INFORMATION PROCESSING & MANAGEMENT, cilt.57, 2020 (SCI İndekslerine Giren Dergi) identifier identifier

  • Cilt numarası: 57 Konu: 3
  • Basım Tarihi: 2020
  • Doi Numarası: 10.1016/j.ipm.2019.102187
  • Dergi Adı: INFORMATION PROCESSING & MANAGEMENT

Özet

Increases in the amount of text resources available via the Internet has amplified the need for automated document summarizing tools. However, further efforts are needed in order to improve the quality of the existing summarization tools currently available. The current study proposes Karc1 Summarization, a novel methodology for extractive, generic summarization of text documents. Karc1 Entropy was used for the first time in a document summarization method within a unique approach. An important feature of the proposed system is that it does not require any kind of information source or training data.
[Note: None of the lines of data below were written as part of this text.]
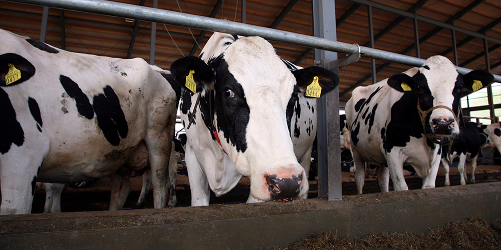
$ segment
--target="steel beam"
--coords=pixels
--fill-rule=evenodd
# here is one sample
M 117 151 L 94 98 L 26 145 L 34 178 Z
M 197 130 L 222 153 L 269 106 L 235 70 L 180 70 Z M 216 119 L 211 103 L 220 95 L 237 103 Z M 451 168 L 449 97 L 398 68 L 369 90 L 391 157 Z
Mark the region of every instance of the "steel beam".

At the stage of presenting the input text, a tool for text processing was introduced; known as KUSH (named after its authors; Karc1, Uckan, Seyyarer, and Hark), and is used to protect semantic consistency between sentences. The Karc1 Entropy-based solution chooses the most effective, generic and most informational sentences within a paragraph or unit of text. Experimentation with the Karc1 Summarization approach was tested using openaccess document text (Document Understanding Conference; DUC-2002, DUC-2004) datasets. Performance achievement of the Karci Summarization approach was calculated using metrics known as Recall-Oriented Understudy for Gisting Evaluation (ROUGE). The experimental results showed that the proposed summarizer outperformed all current state-of-the-art methods in terms of 200-word summaries in the metrics of ROUGE-1, ROUGE-2, ROUGE-L, and ROUGE-W-1.2. In addition, the proposed summarizer outperformed the nearest competitive summarizers by a factor of 6.4% for ROUGE-1 Recall on the DUC-2002 dataset. These results demonstrate that Karci Summarization is a promising technique and it is therefore expected to attract interest from researchers in the field. Our approach was shown to have a high potential for adoptability. Moreover, the method was assessed as quite insensitive to disorderly and missing texts due to its KUSH text processing module.